Larson and Wulf [46] described a reproducible and systematic intraoperative fluoroscopic evaluation of the hip for the management of cam and pincer deformities during arthroscopic treatment of FAI. Ross et al. [47] found that their six (6) intraoperative fluoroscopic views allowed further confirmation of bony resection and helped avoid inadequate resections with resultant impingement. They stated that their intraoperative fluoroscopic views are reproducible and could prove to be critical in the absence of a preoperative 3D CT scan.

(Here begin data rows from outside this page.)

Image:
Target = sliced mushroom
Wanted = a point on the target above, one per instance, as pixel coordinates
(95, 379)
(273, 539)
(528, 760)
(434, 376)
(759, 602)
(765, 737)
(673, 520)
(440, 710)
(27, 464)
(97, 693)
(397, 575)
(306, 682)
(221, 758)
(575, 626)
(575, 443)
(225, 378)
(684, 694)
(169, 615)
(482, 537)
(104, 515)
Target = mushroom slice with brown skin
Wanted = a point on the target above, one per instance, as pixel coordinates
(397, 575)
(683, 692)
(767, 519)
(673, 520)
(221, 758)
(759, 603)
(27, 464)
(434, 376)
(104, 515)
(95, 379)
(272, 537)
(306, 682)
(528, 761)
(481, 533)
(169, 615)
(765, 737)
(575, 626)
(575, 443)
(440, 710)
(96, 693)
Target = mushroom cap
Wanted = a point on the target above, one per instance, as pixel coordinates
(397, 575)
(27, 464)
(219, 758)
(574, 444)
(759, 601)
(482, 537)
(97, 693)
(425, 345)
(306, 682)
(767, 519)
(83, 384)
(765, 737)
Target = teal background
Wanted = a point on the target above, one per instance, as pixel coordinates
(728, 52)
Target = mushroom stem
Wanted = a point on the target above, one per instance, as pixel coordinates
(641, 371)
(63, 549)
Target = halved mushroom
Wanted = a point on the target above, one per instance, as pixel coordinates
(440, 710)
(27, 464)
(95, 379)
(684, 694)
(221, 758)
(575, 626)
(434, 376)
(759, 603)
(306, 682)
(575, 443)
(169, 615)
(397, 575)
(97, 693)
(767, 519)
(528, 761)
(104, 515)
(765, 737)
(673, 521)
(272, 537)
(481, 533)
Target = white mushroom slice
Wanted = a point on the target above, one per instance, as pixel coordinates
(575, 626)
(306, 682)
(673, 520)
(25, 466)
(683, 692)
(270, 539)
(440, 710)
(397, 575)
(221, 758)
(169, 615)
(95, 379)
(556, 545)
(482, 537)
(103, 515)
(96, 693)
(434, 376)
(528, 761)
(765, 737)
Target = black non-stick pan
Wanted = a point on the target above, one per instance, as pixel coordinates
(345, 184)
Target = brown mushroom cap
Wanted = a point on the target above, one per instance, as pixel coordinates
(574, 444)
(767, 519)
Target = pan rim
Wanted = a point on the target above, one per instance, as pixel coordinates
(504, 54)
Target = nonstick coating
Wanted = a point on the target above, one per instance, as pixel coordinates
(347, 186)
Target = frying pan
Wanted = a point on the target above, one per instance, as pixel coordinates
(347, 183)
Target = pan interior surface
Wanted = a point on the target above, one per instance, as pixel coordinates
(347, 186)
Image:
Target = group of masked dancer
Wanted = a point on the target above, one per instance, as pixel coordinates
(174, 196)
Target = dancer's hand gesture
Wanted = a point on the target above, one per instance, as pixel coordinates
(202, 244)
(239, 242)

Although recent studies have demonstrated that fluoroscopy-assisted hip arthroscopy entails safe levels of radiation [48, 49], some may argue that our fluoroscopic views – in addition to preoperative radiographs and CT – may generate summative doses of radiation that could be avoided. Budd et al. [48] determined on 50 consecutive hip arthroscopies that the mean total fluoroscopy time was 1.10 min and the mean dose area product value was 297.2 cGycm2 and concluded that a low maximum dose of radiation was achieved and supports its safe use. Gaymer et al. [49] calculated the maximal theoretical risk to a fetus on 166 hip arthroscopies in women of childbearing age. They found that the maximal theoretical dose was 2.99 mGy to the fetus, which places the procedure as low-risk category.
4.3.2 Computed Tomography (CT)
The diagnosis and treatment of cam-type FAI rely on the radiographic identification of deformity and correction of the 3-dimensional (3D) asphericity and loss of offset at the femoral head-neck junction, respectively. Advanced imaging allows for a 3D understanding of the correction needed, but does not necessarily facilitate the intraoperative localization in the absence of navigated instrumentation [38]. Although a considerable ionizing radiation exposure risk is to be taken into account, high-resolution computed tomography (CT) has allowed for increased precision and better definition of osseous morphology of the hip.
4.3.3 Magnetic Resonance Imaging (MRI)
Magnetic resonance imaging (MRI) is the preferred modality for the investigation of intra-articular hip pathology [50]. Several studies have demonstrated evidence of MR findings in acetabular labra in asymptomatic volunteers. In 200 asymptomatic hips, Lecouvert et al. [51] found a homogenous low-intensity signal in 44 % of labra, which seemed to decrease significantly with age. Conversely, they also found that the frequency of heterogeneous signal intensities increased with age in 42 % of cases. Cotten et al. [52] later showed in 52 asymptomatic hips that intralabral regions of intermediate or high signal intensity were found in 57 % of hips. Abe et al. [53] detected similar findings, where in 56 % of their labral segments of 71 asymptomatic hips, homogenous low signal intensity was detected.